Frierend vorm Fernseher - von Florian Ries

Eigentlich wollte ich ja diese Woche etwas über Paris Hilton schreiben – aber das muss jetzt warten. Ein anderes Thema ist gerade einfach zu augenfällig. Denn die Fernsehwerbung wirkt in diesem Winter so richtig deplatziert. Jedenfalls, um sich der Sprache der Meteorologen zu bedienen, "in weiten Teilen Deutschlands".

Tja, die kaum-mehr-abwendbare-Klimakatastrophe, die derzeit in aller Munde ist, hat auch ihre kuriosen Seiten. Wissen Sie noch, damals? Vor der Zeit der Privatsender? Als sich die Welt noch aufteilte in West und Ost, in "Dallas"- und "Denver"-Fans? Und später dann, erinnern Sie sich noch an Serien wie "Hotel"?

Froh darüber, überhaupt internationale Serien zu sehen zu bekommen, sah man wohlwollend darüber hinweg, dass die kontinentale Synchronisationsverschiebung dazu führte, dass man die Weihnachtsfolgen im Sommer sah und die Ferienfolgen – handgedreht unter brütender texanischer Sonne – zu einem Tässchen heißer Zitrone gegen Ende des Jahres serviert bekam.

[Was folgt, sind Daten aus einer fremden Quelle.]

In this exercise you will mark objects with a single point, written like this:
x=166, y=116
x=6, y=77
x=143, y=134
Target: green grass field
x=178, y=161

Das war zwar alles einmal und ist heute nur noch für unverbesserlich Nostalgiker gut, aber derzeit feiert das damit verbundene Gefühl, in ein Zeitloch gefallen zu sein, seine Renaissance. Gestern: Die ersten Kollegen im Büro werden im T-Shirt gesichtet! Am Mittagstisch fragt man sich, wann es wohl Zeit wird, die Klimaanlage einzuschalten. Vielleicht ab 20 Grad? Winter hin oder her ...

Vom Eise befreit sind also Strom und Bäche. Genau genommen haben sie sogar lange kein Eis mehr gesehen. Bloß die Werbung, die zelebriert die kalte Jahreszeit. Da fahren Menschen Ski, da gibt es Schneeballschlachten und da hängen die Eiszapfen von der Berghütte. Es friert einen beim Zuschauen, wie man so in kurzen Hosen vor dem Fernseher sitzt.

Zugegebenermaßen: Wenn man in Bayern wohnt, dann ist alles anders. Aber ist es das nicht sowieso? Zumindest in Wildbad Kreuth scheint Schnee zu liegen, das habe ich in den Nachrichten gesehen. Vermutlich, weil in der CSU derzeit mal wieder Eiszeit herrscht. Doch jenseits des Weißwurstäquators, da machen sich die Wirte schon für eine frühe Biergartensaison bereit. Und bis dahin: Frieren wir doch einfach noch ein wenig vor dem Fernseher.